Peter Paul Rubens (detail)
Peter Paul Rubens (June 28, 1577 – May 30, 1640) was a prolific seventeenth-century Flemish Baroque painter, and a proponent of an exuberant Baroque style that emphasized movement, color, and sensuality. He is well-known for his Counter-Reformation altarpieces, portraits, landscapes, and history paintings of mythological and allegorical subjects.
In addition to running a large studio in Antwerp which produced paintings popular with nobility and art collectors throughout Europe, Rubens was a classically-educated humanist scholar, art collector, and diplomat who was knighted by both Philip IV, king of Spain, and Charles I, king of England.
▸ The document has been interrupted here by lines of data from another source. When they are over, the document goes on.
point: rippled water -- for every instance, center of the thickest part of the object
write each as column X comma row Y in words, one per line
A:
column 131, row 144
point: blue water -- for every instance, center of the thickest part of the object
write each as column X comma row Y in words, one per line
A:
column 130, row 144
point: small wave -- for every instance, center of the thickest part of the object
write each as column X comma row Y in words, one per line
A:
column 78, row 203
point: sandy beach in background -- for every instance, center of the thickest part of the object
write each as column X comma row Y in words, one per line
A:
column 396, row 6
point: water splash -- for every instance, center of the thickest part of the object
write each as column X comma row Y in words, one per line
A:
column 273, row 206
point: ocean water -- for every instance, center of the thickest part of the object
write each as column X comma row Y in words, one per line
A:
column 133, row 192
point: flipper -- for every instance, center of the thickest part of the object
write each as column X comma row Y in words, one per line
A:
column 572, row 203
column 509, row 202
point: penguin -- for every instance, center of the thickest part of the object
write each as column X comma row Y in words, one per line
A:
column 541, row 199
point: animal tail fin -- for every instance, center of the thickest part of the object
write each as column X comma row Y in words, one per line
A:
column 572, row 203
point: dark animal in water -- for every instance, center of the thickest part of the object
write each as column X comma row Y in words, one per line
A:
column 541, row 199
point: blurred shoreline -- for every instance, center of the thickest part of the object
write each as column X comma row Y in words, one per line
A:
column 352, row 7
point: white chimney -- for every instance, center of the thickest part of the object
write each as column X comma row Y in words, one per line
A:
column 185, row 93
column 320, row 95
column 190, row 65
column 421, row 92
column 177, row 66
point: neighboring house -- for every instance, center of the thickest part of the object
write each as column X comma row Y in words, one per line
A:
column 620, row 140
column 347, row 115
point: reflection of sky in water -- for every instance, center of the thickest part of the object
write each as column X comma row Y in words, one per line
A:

The Cathedral of Our Lady (Dutch: Onze-Lieve-Vrouwekathedraal ten Hemel Opgenomen) is a Roman Catholic parish church in Antwerp, Belgium. The today's see of the Diocese of Antwerp was started in 1352 and, although the first stage of construction was ended in 1521, has never been 'completed'. In Gothic style, its architects were Jan and Pieter Appelmans. It contains a number of significant works by the Baroque painter Peter Paul Rubens, as well as paintings by artists such as Otto van Veen, Jacob de Backer and Marten de Vos.
The Royal Museum of Fine Arts of Antwerp (Dutch: Koninklijk Museum voor Schone Kunsten van Antwerpen), founded in 1810, houses a collection of paintings, sculptures and drawings from the fourteenth to the twentieth centuries. This collection is representative of the artistic production and the taste of art enthusiasts in Antwerp, Belgium and the Northern and Southern Netherlands since the fifteenth century.
The neoclassical building housing the collection is one of the primary landmarks of the Zuid district of Antwerp, and stands in gardens bounded by the Leopold de Waalplaats, the Schildersstraat, the Plaatsnijdersstraat, and the Beeldhouwersstraat. It was completed in 1894.